With that kind of pressure, Jodi finally came forward. The other kids parted for her, as if she had suddenly become an untouchable. With everyone watching, she knelt down in front of Alec's body. There were other kids crying now— some sobbing, others sniffling quietly. Jodi looked around one last time, hoping there was someone who would give her a last-minute reprieve from having to do this, but no one would. So, on her knees, she reached forward with two fingers spread like a peace sign toward Alec Smartz's half- opened eyes. Then, just as she was about to touch his lids, Alec said:

"Get out of my face."

If ever in the history of our town there was a Kodak moment, this was it. Jodi shrieked, and the skin on her face seemed to peel back as if she was under fighter-jet G-forces. She stumbled backward with the shock and fell on to the wet dock with a
splash
and a
thump,
receiving what I hoped was a whole constellation of splinters in her rear.

Like I said, I wish I could say that Tyson and I performed a heroic underwater rescue and saved Alec's life, but I can't. Because Alec didn't need saving. Like everything else, he was good at swimming. He had been hit by the falling crossbeam, but freed himself, and when the last of the air was forced from the air pocket, he was the first one out of the hatch. But I had a brainstorm on the way out—a brainstorm that turned Alec into a much-needed silver bullet; the very silver bullet we needed to deal a mortal blow to that monster called the Shadow Club. Alec was more than happy to play his part, because he got all the benefits of dying without actually having to go through with it.

He had hid in the tugboat's pilothouse when I went back down the hatch. The hardest part for him had to be not blinking and not flinching when his head hit the dock. I swear, for a moment there even I thought he was dead.

"That's not funny," said the chess-team girl, as Alec stood.

"It wasn't supposed to be funny," I told her.

Jodi got to her feet. "You're sick," Jodi said. "Both of you."

I had to laugh at that, but the laugh quickly faded. She actually thought
we
were the sick ones.

"You think your twisted little joke makes any difference?" she said. "The Shadow Club still has plenty of things left to do."

But I shook my head. "The Shadow Club is dead," I toldher.

She looked around, unsure of her own support and, facing each other, we drew our lines in the sand as well as one could on a wooden dock.

"How many of you think the Shadow Club is dead?" I asked.

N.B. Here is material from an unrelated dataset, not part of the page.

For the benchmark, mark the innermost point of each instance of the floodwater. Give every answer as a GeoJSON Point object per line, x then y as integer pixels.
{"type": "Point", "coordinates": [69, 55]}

It was like a trick question in math class. Everyone looked to one another, no one wanted to make the first move, but Tommy Nickols, who was quite often the first to get any right answer, stepped forward. Then came another and another, until it became an entire mob moving over to stand beside Alec, Tyson, and me. I can't say Jodi was left alone—she wasn't. There were five or six kids who still stood beside her. I suppose there would always be those kids who found hate too tasty a flavor to give up. But the others— well, let's just say they lost their appetite.

Jodi broke off her cold eye contact with me and turned to Tyson, softening up a bit. "You don't owe him anything, Tyson," she told him. "You don't have to pretend to be on his side."

Tyson shrugged. "And just because we
were
going out doesn't mean I have to pretend to be on yours."

The police arrived quietly on the hill, no sirens, no rush. It was a single cruiser probably sent to investigate a call from a hillside neighbor who claimed boats were falling from the sky on this cold Presidents' Day. By the time they saw us, half the kids had run off—including Jodi—and the ones that remained were ready to confess whatever deeds they had done. These weren't the ones who needed to talk to the police, however. They needed to talk to their own parents. They needed to talk to Mr. Greene—to stand in his ruined house and confess to him. If we brought the police in now, we'd have nothing but hard feelings and headlines. Neither would do these kids any good.